Closing with Java, I’d just like to mention Phoebus, a Pregel implementation in Erlang. I haven't tried it, so I cannot say much about it, but if you want to comment on that, please drop me a line in the comments.
So, here it is, fire up your Hadoop pseudo-cluster and get back to me if you have something to add.
EDIT: I forgot to mention other two possibilities. They are not really Pregel "clones", but are for sure inspired by Pregel. The first is called Signal/Collect and is a framework particularly developed for the Semantic Web, although it can be used for other scenarios as well. It's written in Scala, with Java API also available, and is released with Apache License. Here's how the authors describe it: "Signal/Collect is a framework for synchronous and asynchronous parallel graph processing. It allows programmers to express many algorithms on graphs in a concise and elegant way.". It differs from Pregel for two main reasons: (1) the edges can have computations associated to them as well, so you basically write a compute() method for the vertices and another one for the edges (2) the synchronization barrier constraints are relaxed, so it's possible also to implement async algorithms that look more dataflow-ish. At the time the core system doesn't scale to multiple machine, but the next version is supposed to be fill this gap. Check this post's comments for more info.

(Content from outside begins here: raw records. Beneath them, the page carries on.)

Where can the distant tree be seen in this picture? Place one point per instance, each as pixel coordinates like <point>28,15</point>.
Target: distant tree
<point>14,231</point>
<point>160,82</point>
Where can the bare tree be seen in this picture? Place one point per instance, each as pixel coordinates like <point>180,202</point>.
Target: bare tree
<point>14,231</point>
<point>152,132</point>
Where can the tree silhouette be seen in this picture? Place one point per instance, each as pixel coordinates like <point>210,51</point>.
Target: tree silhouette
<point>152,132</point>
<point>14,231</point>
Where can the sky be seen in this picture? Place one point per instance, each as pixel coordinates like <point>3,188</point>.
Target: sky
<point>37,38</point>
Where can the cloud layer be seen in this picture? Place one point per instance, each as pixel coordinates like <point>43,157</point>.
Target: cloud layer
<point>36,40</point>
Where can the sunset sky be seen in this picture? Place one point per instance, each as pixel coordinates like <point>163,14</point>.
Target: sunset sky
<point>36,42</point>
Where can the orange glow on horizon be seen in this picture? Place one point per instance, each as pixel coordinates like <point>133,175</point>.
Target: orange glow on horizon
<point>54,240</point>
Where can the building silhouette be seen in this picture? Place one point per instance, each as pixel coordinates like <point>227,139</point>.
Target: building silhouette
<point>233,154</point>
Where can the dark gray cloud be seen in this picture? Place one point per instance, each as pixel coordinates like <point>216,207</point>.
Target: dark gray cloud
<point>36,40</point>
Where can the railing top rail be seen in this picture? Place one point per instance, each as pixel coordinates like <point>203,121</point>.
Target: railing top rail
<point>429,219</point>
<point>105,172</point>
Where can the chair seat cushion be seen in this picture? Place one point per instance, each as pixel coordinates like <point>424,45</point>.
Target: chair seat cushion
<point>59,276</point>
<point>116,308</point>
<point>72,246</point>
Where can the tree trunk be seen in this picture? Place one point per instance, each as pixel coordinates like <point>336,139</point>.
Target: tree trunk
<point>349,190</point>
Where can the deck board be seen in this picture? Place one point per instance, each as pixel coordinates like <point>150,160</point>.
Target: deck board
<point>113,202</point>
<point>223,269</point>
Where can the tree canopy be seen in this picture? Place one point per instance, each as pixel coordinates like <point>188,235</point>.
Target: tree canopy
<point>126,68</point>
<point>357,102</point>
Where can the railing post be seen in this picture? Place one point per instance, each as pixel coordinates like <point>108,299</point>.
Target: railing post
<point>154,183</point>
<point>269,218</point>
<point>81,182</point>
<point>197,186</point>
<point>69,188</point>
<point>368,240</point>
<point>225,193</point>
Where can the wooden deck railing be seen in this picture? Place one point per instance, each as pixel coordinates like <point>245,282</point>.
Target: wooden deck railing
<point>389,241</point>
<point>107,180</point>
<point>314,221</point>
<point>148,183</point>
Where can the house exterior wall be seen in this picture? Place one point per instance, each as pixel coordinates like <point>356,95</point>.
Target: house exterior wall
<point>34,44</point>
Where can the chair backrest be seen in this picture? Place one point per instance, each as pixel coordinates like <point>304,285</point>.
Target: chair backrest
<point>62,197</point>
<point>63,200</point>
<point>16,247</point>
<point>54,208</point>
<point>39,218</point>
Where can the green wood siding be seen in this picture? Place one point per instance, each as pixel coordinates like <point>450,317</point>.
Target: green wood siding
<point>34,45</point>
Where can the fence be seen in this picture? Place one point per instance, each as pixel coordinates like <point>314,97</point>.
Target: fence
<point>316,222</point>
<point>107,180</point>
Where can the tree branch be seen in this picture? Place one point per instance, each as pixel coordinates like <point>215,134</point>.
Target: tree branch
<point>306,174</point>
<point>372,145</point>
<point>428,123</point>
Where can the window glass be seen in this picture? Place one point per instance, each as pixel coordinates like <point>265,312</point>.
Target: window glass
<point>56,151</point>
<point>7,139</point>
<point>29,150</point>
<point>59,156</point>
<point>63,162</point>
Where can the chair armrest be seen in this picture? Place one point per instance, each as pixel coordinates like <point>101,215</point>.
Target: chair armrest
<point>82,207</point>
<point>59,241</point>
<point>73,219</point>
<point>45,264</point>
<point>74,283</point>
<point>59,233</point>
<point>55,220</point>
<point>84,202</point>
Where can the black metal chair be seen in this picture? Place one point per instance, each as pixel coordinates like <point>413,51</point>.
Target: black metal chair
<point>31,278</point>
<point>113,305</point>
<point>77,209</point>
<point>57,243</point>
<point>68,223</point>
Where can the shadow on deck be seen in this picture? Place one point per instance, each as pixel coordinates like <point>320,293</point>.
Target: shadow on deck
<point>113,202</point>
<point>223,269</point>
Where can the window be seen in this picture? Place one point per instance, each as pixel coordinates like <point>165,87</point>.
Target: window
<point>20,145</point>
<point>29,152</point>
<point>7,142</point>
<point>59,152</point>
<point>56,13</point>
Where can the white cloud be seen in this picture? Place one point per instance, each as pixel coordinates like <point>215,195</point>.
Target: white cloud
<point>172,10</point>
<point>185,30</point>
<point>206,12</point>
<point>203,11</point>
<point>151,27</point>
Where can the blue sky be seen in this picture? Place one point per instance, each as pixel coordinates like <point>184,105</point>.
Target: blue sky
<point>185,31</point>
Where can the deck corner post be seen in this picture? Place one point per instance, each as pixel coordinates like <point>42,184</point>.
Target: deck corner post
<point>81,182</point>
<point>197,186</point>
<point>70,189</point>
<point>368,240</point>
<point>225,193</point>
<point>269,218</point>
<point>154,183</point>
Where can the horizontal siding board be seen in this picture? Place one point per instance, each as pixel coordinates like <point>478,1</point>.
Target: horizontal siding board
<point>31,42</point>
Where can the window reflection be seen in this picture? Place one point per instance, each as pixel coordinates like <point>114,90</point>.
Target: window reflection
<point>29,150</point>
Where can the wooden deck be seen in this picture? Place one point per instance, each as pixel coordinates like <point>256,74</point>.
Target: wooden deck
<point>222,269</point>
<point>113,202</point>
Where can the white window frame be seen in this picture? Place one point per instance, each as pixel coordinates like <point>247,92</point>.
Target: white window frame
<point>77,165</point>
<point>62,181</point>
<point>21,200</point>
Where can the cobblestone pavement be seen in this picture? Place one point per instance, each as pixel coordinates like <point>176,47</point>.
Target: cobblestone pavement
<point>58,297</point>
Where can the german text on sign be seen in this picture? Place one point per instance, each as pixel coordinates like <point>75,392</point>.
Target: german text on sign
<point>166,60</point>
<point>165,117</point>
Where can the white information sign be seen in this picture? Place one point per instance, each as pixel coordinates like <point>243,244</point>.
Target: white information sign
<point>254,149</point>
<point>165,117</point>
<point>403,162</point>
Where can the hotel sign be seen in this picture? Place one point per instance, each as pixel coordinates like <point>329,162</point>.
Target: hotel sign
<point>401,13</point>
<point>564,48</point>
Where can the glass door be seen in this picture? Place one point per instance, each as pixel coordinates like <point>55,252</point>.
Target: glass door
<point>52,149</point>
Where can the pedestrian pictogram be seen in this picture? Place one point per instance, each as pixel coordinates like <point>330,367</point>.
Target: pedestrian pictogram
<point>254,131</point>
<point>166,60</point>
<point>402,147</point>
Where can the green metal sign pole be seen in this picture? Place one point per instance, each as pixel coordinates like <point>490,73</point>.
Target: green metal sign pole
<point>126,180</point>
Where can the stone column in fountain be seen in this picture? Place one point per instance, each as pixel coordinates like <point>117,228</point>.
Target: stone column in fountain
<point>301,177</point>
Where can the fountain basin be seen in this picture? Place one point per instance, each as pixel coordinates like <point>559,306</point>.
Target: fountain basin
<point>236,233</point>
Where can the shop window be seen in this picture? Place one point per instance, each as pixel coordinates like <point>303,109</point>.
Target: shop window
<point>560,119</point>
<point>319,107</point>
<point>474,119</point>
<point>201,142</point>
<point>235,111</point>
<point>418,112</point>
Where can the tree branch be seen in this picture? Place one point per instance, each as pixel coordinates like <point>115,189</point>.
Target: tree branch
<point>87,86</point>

The second is called HipG and it's Java GPL-licensed framework very similar to Pregel. Here's the description from the homepage: "HipG is a library for high-level parallel processing of large-scale graphs. HipG is implemented in Java and is designed for distributed-memory machine. Besides basic distributed graph algorithms it handles divide-and-conquer graph algorithms and algorithms that execute on graphs created on-the-fly. It is designed for clusters of machines, but can also be tested on desktops - all you need is a recent Java runtime environment.". The main contribution of this work to the Pregel model is again related to the way the synchronization barrier is handled: there's no more a global barrier but the algorithm can specify different barriers to which subsets of the vertices can synchronize. The idea is to allow a more fine-grained synchronization mechanism, to avoid many vertices to idle waiting for unrelated vertices to finish their computation.